Currently the Bureau of Labor tells us in their August report that there are nearly 9 million people who are employable but not employed in the USA. (Even less who are looking for a job.)
So with this miraculous new plan and no cuts in budget theses 9 million (which would be an unprecedented event being there would actually be a 0% Unemployment rate) will make up the 354 Billion dollars that corporations paid in 2006? (2007 numbers aren't in yet) That's nearly 40 thousand bucks in income taxes per NEWLY Employed Worker.
Sorry but the numbers don't work out for such a claim.
Have you forgotten that a shortage of workers causes higher wages ? So you get additional taxes from ALL workers, not just the newly employed workers.
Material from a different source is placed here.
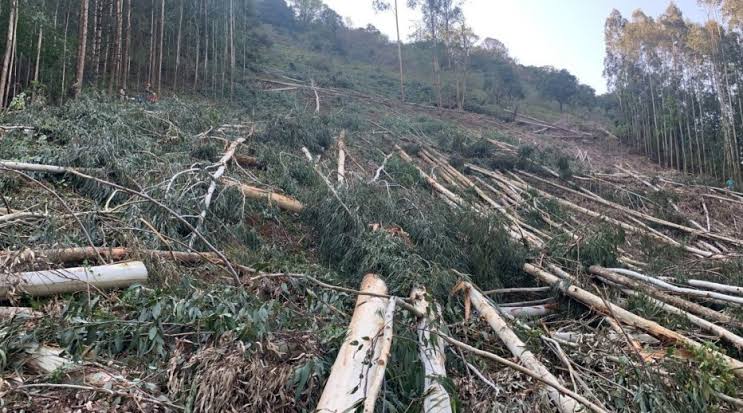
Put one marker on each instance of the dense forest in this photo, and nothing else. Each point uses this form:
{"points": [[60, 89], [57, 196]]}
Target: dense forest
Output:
{"points": [[54, 48], [678, 86]]}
And an expanded economy and eliminated Corporate income taxes means higher stock prices and dividends, which is minimum $354B additional income plus savings of tax overhead costs (estimated as hundreds of billions of wasted effort) that Corporations can now pass to shareholders which will then be taxed at the individual level.
So the $354B “lost” Corporate income tax revenue is replaced by individual income taxes coming from many more people than the 9 million new employees — essentially it comes from 150 million wage earners and investors. The additional income to all those people is all taxed at the highest marginal rate if tax brackets stay the same.
That said, I would not advocate shifting the Corporate Income Tax to Individuals. I’d eliminate it and the Employer-side Payroll Tax and replace them both with a 5% Gross Receipts Tax. That would still save all the waste involved in tax accounting that the income tax causes, and stop giving corporations a reason to make themselves appear unprofitable — it would be a tax to do business whether profitable or not, rather than a punishment for being profitable.